Accuracy is 0.7484662576687117.


The model performance is rather similar to optimizing deviance.

## Summary
Some of the approaches above improved the model performance and some didn't. More generally, what can we do to build better boosting models? 
This [article](https://machinelearningmastery.com/gentle-introduction-gradient-boosting-algorithm-machine-learning/) by Jason Brownlee discussed 4 ways to improve gradient boosting, which I summarized below:
1. Tree constraints
- Number of trees: We can keep adding trees until there are no further improvements. Too many trees make the model slow and prone to overfitting.
- Depth of trees: Shorter trees (e.g., 4-8) are generally preferred over more complex trees.
2. Shrinkage

   In gradient boosting models, trees are added sequentially and the contribution of each new tree can shrink over time.

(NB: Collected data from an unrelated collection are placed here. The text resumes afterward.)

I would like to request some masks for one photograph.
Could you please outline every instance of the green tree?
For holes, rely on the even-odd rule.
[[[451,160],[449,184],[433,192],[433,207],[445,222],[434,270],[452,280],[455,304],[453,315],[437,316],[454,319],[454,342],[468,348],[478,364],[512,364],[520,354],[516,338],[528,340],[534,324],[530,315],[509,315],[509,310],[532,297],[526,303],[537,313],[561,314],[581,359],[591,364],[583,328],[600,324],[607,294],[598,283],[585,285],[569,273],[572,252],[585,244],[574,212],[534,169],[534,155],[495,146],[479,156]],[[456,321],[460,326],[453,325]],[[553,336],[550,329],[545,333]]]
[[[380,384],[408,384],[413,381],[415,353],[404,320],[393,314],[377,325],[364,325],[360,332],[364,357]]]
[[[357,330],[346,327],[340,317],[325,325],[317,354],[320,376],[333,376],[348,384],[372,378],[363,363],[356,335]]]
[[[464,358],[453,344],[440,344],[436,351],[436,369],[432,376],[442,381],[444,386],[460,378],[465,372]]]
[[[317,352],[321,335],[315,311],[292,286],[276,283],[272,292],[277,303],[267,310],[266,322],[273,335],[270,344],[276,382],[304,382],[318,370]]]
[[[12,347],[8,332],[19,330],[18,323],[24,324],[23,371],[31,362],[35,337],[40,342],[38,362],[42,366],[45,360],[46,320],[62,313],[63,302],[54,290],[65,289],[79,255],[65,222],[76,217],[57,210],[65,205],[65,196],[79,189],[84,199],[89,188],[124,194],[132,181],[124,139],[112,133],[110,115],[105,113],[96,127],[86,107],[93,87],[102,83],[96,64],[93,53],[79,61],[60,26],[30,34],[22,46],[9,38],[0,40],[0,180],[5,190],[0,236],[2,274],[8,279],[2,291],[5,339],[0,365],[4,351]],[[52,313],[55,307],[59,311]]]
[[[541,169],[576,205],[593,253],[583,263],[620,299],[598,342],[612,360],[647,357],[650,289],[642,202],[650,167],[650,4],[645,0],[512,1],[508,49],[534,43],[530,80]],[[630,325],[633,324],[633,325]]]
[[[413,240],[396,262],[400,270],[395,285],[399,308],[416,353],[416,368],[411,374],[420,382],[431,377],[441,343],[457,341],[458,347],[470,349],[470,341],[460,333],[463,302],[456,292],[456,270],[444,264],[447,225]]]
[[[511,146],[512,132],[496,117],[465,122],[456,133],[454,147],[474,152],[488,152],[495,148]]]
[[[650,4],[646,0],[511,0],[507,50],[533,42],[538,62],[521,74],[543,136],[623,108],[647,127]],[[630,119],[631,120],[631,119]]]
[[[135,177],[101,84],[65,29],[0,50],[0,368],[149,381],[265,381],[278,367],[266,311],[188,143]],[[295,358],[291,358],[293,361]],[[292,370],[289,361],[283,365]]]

It's common to have a small shrinkage such as 0.1 to 0.3, or even less than 0.1.

3. Random sampling
   
   Using subsamples of the training dataset allows the trees to be more independent from one another. When it comes to preventing overfitting, column subsampling can be more effective than row subsampling.

4. Penalized learning
   
   We can further impose L1 or L2 regularization on the "leaf weight values" to prevent overfitting.